Przed meczem obrońca Boltonu, Gretar Steinsson, mówił: - Liverpool to świetny zespół z najlepszymi zawodnikami. Udowodnili to pokonując Tottenham kilka dni temu – więc będzie ciężko na ich terenie. To nieważne naprzeciw jakiej drużyny stajesz, pojedziemy tam aby zaprezentować się z jak najlepszej strony. Jeśli będziemy budować to co już zaczęliśmy, odniesiemy dobre rezultaty.
Trener, Owen Coyle, wypowiadał się z dużym respektem do rywala: - Wyjazd na Anfield nie jest łatwy dla nikogo i jest jeszcze trudniej myśląc o ich kibicach. Wiemy, że czeka nas ciężkie popołudnie, ale musimy próbować narzucać naszą grę. Jednak musimy mieć świadomość, że oni potrafią wygrywać. Pokazali to w meczu z Tottenhamem, z którym walczą o pozycję w lidze. Będziemy mieli duży respekt dla Liverpoolu, ale spróbujemy być odważni i narzucać grę, kiedy będzie to możliwe.

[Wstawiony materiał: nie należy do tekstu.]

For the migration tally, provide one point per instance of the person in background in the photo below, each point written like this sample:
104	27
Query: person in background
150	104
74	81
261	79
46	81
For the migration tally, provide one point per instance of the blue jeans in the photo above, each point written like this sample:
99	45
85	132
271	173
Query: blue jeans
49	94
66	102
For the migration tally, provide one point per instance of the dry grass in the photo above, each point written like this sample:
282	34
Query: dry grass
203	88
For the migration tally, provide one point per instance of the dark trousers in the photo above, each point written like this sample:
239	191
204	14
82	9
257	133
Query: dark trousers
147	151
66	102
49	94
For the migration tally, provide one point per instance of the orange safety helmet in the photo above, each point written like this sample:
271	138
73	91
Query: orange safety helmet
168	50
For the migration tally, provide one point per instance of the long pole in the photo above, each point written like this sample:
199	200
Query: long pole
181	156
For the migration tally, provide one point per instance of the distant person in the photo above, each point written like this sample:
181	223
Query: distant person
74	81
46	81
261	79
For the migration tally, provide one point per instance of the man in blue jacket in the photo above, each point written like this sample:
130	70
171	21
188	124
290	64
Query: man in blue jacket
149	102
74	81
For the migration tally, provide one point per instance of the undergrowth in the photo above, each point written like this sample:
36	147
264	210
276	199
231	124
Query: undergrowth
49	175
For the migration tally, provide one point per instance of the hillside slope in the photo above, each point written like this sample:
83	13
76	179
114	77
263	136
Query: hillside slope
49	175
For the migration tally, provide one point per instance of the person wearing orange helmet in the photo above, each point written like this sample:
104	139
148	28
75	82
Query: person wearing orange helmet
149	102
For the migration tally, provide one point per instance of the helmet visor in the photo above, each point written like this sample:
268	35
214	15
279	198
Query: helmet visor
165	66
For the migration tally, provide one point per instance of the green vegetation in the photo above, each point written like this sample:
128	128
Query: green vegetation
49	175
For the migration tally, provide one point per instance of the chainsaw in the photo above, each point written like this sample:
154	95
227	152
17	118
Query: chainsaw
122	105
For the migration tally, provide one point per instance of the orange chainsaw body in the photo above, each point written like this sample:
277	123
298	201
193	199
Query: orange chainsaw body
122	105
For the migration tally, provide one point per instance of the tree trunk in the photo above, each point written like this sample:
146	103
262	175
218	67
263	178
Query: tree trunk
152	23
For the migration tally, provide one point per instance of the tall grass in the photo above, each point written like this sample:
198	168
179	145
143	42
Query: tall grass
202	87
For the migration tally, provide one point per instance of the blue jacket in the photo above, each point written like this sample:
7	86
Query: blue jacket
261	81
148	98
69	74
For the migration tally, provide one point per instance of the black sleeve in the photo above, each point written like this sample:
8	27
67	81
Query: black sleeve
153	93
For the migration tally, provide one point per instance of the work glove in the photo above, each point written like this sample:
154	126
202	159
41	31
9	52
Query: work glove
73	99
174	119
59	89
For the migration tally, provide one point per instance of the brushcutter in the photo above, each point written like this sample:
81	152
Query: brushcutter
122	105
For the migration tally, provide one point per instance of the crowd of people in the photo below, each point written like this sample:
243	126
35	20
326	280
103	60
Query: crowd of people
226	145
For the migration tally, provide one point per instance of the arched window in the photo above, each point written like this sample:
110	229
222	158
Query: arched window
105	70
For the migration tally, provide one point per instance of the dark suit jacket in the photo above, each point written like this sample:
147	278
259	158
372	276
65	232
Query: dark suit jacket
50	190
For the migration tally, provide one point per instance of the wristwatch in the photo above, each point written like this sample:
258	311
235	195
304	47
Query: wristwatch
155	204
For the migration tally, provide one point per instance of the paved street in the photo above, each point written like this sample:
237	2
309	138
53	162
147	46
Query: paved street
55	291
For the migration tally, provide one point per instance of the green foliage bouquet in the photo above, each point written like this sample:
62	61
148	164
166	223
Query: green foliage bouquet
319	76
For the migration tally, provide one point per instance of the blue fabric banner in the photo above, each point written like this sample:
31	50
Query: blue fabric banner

Możemy spodziewać się trudnego spotkania. Mecze z Boltonem zawsze wiążą się z walką fizyczną i z pewnością nie oczekiwałabym gry technicznej. Trudno przewidzieć postawę Liverpoolu, gdyż jak wiemy ostatnio bywało z nami różnie. Raz nie dawaliśmy rywalowi wiele zdziałać, aby w kolejnym meczu dać się zdominować. Pozostaje mieć nadzieję, że teraz będzie lepiej i wierzyć w zwycięstwo.